Unsere Produkte




Unsere Grundsätze der Produktion:

Bei der Erzeugung unserer Produkte legen wir größten Wert auf qualitativ hochwertige Herstellung und Verarbeitung. Wir bemühen uns zudem so weit wie möglich, unsere Artikel aus eigens erzeugten Rohstoffen herzustellen und in jeder Phase der Produktion nach bestem Wissen und Gewissen vorzugehen.

 

Regionalität und Transparenz:

Um Regionalität und Transparenz zu wahren verschicken wir keine Artikel per Post, sondern freuen uns über jeden Besuch, der sich von unserer Produktionsweise ein Bild machen will, vorbestellte Produkte abholt oder sich einfach durch unsere Produktpalette probieren möchte.

 

Der Focus auf das Wesentliche:

In der heutigen Zeit, geprägt von Optimierung- und Leistungsstreben, rückt bei so manchen Arbeiten oft der Fokus auf das Wesentliche in den Hintergrund. In unserem Fall ist das Wesentlichste unbestritten die Biene. 
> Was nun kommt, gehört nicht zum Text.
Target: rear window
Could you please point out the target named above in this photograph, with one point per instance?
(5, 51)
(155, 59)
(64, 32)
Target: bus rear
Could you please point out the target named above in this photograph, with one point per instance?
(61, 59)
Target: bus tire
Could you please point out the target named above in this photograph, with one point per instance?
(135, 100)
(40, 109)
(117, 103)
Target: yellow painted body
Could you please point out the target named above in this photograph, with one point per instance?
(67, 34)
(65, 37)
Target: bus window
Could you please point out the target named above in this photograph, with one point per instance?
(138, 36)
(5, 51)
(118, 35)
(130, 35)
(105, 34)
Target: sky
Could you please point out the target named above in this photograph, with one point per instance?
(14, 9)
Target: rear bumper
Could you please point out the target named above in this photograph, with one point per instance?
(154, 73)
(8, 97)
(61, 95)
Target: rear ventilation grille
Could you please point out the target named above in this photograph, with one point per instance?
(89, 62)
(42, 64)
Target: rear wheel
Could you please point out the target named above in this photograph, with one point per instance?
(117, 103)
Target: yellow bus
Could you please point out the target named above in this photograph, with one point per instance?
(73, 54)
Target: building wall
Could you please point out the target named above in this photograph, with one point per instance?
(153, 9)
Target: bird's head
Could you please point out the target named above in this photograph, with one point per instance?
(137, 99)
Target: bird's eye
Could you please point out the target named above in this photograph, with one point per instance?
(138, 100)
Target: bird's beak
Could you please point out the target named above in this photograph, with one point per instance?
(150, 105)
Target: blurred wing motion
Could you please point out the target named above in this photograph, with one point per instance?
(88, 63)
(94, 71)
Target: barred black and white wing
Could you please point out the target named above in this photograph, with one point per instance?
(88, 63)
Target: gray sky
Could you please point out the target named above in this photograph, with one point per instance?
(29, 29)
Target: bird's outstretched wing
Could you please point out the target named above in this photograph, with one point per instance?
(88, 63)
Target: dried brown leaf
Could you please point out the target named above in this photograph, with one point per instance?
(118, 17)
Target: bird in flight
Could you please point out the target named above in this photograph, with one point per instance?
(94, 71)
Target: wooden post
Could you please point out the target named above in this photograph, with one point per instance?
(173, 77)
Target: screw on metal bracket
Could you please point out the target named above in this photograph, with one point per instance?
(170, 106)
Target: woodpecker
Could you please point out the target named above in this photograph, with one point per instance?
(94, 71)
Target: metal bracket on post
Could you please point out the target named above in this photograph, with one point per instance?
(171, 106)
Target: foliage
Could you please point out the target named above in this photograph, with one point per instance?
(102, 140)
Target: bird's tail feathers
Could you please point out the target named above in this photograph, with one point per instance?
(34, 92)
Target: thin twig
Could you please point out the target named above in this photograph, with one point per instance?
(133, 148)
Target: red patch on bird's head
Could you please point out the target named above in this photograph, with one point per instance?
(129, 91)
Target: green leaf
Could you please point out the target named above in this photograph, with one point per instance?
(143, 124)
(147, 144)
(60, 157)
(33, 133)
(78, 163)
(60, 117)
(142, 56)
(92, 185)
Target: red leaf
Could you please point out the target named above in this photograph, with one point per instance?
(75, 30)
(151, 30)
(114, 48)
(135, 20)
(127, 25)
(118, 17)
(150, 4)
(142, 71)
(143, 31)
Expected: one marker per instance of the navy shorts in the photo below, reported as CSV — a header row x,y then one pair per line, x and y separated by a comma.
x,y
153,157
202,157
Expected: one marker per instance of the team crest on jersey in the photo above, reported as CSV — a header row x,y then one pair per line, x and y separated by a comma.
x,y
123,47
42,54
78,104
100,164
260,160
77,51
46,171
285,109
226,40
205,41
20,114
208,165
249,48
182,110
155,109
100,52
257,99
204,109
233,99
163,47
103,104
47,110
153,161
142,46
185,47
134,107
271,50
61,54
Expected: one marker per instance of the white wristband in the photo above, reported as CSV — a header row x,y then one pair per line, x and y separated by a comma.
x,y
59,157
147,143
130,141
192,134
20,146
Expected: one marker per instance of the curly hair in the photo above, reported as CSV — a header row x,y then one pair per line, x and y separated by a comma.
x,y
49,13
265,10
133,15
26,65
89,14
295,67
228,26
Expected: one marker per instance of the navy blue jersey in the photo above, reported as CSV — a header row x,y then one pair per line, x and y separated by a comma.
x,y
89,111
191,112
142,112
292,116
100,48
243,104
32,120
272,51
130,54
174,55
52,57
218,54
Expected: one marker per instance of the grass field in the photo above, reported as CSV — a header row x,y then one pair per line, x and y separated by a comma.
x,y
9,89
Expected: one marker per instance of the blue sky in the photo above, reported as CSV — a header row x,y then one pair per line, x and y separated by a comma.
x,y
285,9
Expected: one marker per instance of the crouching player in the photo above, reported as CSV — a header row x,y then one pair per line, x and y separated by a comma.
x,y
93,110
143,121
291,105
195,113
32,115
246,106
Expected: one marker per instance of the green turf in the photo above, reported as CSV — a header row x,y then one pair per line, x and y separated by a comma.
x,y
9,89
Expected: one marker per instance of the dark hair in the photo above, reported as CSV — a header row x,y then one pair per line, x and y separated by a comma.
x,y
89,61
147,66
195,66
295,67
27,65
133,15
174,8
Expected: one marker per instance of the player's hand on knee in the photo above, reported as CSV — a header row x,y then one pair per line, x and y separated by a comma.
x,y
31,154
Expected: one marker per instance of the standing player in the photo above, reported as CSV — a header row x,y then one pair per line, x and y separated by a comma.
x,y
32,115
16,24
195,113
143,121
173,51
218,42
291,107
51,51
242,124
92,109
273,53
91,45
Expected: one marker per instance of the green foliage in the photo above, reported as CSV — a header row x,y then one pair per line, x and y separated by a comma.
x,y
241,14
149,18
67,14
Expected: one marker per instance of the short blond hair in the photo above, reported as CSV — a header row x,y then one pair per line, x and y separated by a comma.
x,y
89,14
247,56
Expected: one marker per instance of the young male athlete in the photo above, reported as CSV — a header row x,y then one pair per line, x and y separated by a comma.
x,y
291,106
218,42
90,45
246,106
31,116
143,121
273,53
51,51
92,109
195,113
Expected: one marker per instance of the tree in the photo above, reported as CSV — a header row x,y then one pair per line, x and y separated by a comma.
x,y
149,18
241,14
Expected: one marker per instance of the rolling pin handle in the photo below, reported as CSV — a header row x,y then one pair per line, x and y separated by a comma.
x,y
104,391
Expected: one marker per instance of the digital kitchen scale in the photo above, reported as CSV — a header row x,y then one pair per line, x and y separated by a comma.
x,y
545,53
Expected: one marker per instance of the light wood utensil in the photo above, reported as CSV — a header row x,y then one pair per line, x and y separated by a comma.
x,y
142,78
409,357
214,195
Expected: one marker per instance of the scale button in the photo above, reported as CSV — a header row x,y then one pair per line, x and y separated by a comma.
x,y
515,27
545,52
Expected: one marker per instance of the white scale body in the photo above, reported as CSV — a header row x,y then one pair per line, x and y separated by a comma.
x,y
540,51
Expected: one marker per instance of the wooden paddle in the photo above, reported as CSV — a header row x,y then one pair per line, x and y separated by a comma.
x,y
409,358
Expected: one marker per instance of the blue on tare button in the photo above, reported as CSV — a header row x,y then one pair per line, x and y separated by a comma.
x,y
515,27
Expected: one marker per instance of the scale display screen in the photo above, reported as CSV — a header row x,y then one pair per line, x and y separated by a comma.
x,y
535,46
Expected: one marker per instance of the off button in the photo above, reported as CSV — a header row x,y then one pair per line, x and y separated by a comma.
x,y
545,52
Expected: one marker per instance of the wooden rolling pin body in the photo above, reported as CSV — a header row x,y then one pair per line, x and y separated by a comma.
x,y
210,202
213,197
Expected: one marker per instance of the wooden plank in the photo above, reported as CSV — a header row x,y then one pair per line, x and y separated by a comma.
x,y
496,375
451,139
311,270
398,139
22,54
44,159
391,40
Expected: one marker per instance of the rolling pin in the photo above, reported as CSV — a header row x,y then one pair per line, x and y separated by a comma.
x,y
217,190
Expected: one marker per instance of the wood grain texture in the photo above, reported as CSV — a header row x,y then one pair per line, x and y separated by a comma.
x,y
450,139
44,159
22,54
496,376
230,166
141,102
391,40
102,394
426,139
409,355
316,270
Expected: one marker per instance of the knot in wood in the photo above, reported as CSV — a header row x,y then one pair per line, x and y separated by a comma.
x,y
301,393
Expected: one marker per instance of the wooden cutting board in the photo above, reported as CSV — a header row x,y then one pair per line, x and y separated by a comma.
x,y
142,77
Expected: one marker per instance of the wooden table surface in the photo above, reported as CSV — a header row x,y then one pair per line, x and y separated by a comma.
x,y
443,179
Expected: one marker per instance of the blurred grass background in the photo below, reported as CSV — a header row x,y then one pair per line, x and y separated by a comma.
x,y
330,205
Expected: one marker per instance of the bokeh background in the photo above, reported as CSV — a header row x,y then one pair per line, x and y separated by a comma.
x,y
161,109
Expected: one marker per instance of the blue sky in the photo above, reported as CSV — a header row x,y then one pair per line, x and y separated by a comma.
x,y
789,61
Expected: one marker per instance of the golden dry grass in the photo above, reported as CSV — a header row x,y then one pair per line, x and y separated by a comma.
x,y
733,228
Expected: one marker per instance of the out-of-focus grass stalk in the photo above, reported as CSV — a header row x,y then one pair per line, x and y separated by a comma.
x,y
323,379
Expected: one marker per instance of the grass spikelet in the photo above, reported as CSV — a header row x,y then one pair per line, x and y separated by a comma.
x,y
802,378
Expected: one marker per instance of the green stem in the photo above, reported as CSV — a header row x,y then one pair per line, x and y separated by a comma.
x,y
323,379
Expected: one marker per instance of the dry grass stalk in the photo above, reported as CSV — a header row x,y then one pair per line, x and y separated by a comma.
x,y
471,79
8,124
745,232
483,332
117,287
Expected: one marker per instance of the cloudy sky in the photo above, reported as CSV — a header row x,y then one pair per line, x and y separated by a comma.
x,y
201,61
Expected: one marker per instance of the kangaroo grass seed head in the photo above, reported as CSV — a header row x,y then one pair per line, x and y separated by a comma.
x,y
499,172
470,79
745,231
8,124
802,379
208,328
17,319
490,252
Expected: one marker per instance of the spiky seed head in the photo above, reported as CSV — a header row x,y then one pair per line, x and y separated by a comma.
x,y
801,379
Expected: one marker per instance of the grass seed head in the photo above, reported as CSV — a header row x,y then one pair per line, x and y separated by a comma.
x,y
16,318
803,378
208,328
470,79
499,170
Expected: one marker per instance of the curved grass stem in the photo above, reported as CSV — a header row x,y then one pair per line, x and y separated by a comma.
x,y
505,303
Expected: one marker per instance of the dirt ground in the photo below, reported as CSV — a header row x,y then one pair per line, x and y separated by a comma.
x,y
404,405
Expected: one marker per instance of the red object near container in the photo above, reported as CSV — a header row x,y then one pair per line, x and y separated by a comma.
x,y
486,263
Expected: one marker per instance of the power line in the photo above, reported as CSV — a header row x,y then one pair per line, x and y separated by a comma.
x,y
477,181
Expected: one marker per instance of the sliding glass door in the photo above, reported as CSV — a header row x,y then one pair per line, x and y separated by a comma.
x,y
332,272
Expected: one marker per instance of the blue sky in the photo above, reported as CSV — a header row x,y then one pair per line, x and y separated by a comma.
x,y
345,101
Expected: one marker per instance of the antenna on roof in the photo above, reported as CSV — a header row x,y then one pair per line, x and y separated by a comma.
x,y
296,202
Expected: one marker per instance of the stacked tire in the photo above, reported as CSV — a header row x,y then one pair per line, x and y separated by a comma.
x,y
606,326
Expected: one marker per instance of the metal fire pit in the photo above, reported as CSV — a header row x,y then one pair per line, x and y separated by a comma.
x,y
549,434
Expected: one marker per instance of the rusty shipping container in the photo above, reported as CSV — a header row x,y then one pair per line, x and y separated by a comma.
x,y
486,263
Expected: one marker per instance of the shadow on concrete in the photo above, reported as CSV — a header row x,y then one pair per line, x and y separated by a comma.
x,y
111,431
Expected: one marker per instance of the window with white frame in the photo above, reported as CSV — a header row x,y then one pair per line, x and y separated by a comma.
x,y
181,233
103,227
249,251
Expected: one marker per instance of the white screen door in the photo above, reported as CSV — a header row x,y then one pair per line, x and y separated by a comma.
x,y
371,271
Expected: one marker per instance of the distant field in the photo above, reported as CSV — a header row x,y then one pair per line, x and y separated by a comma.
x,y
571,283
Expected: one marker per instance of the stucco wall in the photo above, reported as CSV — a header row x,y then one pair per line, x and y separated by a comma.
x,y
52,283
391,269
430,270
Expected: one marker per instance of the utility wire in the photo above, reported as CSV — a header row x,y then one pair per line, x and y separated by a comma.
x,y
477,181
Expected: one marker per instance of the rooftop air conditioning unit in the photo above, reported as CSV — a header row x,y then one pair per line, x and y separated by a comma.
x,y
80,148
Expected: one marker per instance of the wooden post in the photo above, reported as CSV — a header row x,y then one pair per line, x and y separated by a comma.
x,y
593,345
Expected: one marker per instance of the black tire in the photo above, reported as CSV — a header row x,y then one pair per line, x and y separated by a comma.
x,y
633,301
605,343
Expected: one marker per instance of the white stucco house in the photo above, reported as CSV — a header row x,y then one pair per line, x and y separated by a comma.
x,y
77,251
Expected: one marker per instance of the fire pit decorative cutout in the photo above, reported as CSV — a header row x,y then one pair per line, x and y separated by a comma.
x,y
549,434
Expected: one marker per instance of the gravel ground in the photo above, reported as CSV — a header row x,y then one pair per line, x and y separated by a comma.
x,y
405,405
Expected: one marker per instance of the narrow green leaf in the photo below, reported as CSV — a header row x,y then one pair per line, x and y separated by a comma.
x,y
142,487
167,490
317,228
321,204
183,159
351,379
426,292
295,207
Ähnlich wie in vielen anderen Formen der Tierhaltung wird auch die Biene durch Zucht und Selektion auf  z.B. maximalen Honigertrag und Sanftmut getrimmt. Verfährt man diese Linie weiter und verliert dabei den Aspekt "Biene" und deren Wohlbefinden aus den Augen, so kann es auch bei den Bienen schneller als man denkt zu Krankheiten, Seuchen bis hin zum Völkersterben kommen.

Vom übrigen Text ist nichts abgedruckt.